I don't remember the schedule, which Apple does document. As the backups age, the hourly backups get collapsed into daily, weekly and then monthly backups.


----------



## EricP (May 13, 2009)

For what it's worth (my wife has an IMac, and I have an old white MacBook and a new MacBook pro (aluminum), Western Digital has been good--I went 1 TB and use it over an apple network for all of our back-ups. I'd have to agree that USB2 is slow, but since we background back-up everything, it works ok. Another solution, if you just want an external drive, is upgrade your harddrive (perhaps 250-500 MB), and then use your old (current) HD in a portable enclosure for backup and transportation (and go Firewire for this). I did this with my old MacBook (along with adding as much RAM as I could) and it gave me another year or two of good use before I decided to go with the bigger display of the MacBook pro.


----------



## Idelette (May 13, 2009)

jfschultz said:


> In His Grip said:
> 
> 
> > Yes, I'm pretty sure that my Macbook does support Firewire....so I'll have to look into that!
> ...



Yes, I have the white 13 inch macbook. Are they equipped for FW400 or FW800? I don't use TimeMachine....its a great feature....but since I mainly use my laptop for storage its not really necessary for me. So you would suggest getting the TimeCapsule then?
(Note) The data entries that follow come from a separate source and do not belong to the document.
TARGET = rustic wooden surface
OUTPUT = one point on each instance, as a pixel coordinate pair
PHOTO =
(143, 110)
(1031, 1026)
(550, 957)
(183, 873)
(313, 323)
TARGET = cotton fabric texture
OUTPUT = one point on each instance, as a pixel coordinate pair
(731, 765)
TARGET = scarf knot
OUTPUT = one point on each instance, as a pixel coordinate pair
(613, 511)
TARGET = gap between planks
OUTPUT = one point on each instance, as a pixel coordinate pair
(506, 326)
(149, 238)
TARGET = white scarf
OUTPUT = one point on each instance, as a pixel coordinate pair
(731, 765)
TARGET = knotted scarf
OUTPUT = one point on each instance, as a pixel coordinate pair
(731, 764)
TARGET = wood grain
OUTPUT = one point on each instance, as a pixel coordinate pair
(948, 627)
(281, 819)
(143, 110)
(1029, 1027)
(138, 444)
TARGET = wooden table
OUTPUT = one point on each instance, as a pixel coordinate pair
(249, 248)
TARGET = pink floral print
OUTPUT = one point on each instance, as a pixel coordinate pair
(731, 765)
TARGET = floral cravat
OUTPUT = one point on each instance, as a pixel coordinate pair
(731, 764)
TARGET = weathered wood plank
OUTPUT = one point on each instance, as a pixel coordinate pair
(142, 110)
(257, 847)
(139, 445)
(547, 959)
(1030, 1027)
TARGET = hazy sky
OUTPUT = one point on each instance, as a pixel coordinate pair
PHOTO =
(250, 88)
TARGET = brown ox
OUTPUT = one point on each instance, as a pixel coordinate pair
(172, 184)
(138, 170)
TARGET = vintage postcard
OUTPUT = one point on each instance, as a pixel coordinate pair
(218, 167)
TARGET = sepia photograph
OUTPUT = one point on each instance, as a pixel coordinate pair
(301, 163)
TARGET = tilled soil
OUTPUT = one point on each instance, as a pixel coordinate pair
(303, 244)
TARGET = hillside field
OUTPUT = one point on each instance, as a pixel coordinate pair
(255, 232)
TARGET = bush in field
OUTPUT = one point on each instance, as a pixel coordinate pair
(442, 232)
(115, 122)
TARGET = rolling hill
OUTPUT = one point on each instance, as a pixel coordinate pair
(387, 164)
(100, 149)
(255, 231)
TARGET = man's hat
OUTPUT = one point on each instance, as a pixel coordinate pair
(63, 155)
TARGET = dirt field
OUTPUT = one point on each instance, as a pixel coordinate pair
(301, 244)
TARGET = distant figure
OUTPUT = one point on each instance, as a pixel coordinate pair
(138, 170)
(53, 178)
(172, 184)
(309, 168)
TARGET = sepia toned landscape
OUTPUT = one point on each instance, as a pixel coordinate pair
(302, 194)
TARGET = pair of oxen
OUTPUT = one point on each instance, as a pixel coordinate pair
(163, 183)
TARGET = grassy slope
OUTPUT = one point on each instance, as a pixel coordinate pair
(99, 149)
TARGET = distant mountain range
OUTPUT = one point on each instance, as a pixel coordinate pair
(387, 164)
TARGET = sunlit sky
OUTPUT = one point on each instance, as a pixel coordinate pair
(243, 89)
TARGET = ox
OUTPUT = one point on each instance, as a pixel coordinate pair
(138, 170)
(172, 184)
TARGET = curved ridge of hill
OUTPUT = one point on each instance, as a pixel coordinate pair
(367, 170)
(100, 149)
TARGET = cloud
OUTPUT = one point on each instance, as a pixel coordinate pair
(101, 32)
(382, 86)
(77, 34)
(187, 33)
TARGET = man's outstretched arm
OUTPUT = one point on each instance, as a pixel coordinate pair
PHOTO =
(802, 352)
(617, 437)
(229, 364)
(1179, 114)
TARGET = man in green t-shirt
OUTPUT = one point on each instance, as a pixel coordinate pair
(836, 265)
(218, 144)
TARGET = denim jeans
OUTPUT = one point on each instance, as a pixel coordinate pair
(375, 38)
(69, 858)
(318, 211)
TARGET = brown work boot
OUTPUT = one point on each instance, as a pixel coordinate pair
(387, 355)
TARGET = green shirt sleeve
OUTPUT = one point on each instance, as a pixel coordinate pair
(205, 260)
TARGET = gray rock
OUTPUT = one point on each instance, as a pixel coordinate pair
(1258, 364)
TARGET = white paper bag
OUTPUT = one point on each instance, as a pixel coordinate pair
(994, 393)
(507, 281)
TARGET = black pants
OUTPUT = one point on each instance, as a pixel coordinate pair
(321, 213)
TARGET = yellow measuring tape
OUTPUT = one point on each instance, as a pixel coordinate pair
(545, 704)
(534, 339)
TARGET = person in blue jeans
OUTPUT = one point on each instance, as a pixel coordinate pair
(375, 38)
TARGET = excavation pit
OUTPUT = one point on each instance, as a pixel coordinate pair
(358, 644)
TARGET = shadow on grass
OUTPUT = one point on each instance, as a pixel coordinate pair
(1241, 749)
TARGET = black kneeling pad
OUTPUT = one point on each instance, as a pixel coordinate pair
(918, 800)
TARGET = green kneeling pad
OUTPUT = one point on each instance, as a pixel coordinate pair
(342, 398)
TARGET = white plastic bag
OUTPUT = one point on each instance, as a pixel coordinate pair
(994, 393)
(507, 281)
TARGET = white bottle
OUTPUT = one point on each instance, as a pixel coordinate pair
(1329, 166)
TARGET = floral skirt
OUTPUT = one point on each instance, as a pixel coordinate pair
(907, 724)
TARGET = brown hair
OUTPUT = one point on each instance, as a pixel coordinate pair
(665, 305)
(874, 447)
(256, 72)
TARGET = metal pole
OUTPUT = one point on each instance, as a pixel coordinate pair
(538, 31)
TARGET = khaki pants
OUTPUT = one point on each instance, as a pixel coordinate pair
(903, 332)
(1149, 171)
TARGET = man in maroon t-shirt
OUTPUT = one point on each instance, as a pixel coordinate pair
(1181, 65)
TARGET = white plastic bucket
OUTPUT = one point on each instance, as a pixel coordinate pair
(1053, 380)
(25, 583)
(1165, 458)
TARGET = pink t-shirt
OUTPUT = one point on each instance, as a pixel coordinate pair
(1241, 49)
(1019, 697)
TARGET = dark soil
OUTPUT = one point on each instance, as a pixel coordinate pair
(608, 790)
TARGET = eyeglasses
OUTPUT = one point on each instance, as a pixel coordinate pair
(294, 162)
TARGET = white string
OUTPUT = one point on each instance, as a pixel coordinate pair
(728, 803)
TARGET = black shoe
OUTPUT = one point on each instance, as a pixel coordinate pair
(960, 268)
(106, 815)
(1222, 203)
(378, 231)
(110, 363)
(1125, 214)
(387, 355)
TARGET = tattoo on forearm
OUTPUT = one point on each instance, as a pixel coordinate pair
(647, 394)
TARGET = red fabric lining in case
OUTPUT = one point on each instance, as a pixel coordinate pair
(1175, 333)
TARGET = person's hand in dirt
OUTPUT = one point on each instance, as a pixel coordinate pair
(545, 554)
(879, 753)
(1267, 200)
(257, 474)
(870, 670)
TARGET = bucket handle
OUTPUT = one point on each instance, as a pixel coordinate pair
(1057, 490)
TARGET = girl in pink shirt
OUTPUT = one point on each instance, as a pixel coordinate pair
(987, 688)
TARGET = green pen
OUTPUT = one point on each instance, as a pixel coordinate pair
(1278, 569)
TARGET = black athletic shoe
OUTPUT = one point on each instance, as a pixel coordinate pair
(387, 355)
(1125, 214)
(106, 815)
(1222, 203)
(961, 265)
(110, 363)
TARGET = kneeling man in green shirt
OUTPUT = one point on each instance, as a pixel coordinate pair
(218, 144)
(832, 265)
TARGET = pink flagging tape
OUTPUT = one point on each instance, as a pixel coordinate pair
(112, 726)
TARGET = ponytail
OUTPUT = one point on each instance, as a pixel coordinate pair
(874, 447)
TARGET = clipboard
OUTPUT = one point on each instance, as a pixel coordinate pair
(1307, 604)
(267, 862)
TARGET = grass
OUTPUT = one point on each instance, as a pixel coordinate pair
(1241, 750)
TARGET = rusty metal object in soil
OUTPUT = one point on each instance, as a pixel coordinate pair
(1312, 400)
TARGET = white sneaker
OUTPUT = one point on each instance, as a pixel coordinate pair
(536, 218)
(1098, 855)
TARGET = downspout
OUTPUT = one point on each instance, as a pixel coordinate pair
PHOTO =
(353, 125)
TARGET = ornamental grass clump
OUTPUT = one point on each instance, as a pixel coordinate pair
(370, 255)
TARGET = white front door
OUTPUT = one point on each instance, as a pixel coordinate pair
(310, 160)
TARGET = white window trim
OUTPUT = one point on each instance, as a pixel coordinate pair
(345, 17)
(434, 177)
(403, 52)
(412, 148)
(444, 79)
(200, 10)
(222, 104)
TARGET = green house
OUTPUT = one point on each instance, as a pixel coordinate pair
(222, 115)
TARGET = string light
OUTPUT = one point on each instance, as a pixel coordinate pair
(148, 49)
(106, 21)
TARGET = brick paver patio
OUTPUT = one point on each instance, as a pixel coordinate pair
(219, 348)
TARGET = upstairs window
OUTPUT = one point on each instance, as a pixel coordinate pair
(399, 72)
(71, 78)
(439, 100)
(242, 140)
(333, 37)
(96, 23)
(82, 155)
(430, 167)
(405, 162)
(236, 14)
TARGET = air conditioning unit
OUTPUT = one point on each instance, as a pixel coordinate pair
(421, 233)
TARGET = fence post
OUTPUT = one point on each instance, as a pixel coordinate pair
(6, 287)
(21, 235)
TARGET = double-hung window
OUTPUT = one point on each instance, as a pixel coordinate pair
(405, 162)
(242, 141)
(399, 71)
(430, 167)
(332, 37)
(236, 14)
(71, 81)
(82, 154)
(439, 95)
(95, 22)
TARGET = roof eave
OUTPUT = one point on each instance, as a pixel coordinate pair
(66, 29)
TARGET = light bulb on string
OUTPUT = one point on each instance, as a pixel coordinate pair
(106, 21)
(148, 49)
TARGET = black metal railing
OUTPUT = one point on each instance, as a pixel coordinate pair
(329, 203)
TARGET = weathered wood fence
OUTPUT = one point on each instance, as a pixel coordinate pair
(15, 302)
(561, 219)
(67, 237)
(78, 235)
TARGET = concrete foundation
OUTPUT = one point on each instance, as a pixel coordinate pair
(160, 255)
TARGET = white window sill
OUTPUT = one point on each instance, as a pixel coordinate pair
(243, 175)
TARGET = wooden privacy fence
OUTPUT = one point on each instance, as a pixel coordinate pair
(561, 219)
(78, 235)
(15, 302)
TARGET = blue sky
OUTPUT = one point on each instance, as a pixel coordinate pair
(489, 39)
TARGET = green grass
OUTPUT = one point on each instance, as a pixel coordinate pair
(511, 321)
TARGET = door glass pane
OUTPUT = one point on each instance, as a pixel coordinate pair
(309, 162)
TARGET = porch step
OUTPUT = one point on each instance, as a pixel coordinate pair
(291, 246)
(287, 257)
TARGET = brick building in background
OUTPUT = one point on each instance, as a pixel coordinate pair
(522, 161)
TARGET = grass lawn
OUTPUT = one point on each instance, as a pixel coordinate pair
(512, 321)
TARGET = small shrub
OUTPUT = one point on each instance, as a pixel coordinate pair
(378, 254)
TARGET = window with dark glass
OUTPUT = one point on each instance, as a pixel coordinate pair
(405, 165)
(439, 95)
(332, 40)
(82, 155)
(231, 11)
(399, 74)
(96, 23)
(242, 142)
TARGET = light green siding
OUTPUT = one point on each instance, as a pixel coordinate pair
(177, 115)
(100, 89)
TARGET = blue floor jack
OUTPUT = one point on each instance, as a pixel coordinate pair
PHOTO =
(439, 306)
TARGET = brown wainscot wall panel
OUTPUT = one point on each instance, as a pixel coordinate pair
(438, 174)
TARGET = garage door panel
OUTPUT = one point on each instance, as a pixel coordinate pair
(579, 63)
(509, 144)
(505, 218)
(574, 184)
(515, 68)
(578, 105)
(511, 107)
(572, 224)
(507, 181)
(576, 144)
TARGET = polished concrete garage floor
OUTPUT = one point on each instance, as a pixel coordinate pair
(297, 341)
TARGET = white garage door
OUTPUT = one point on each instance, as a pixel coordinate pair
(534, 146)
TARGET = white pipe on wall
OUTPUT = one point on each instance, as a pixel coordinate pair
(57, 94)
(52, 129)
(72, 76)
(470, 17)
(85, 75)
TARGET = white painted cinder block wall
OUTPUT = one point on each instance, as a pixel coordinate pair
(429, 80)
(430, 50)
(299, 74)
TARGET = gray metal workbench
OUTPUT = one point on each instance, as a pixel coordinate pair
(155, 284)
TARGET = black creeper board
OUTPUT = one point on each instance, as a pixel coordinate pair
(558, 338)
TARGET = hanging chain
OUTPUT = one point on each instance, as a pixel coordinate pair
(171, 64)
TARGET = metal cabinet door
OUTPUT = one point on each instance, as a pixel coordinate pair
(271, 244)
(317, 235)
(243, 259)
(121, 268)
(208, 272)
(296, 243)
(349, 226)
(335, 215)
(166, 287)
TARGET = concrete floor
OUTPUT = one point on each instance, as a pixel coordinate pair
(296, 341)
-----Added 5/13/2009 at 03:33:10 EST-----



EricP said:


> For what it's worth (my wife has an IMac, and I have an old white MacBook and a new MacBook pro (aluminum), Western Digital has been good--I went 1 TB and use it over an apple network for all of our back-ups. I'd have to agree that USB2 is slow, but since we background back-up everything, it works ok. Another solution, if you just want an external drive, is upgrade your harddrive (perhaps 250-500 MB), and then use your old (current) HD in a portable enclosure for backup and transportation (and go Firewire for this). I did this with my old MacBook (along with adding as much RAM as I could) and it gave me another year or two of good use before I decided to go with the bigger display of the MacBook pro.



That's a good option, I never considered that before! I'll have to think about that, thank you. And btw, I LOVE the MacBook Pro! I almost wish that I had shelled out more money and gotten that one instead!


----------



## jfschultz (May 14, 2009)

In His Grip said:


> jfschultz said:
> 
> 
> > In His Grip said:
> ...



The white and black MacBooks have FW400.

If you are comfortable with connecting an external drive to do backups, that should be fine. I would recommend getting a drive that is powered off of the firewire connection. It is less hassle and more likely to get done (speaking from sad experience).

The advantage with TimeMachine is that it preserves a history of the files. So if you found that you deleted a file you need, you can go back "in time" and find it. Other backup systems might not preserve such a history, so if you did a backup between deleting the file and finding you need it, it is gone.

As I recall, TimeCapsule, is the only "official" way to use TimeMachine over a WiFi connection.


----------



## Idelette (May 15, 2009)

jfschultz said:


> In His Grip said:
> 
> 
> > jfschultz said:
> ...



Thank you so much for all your help!


----------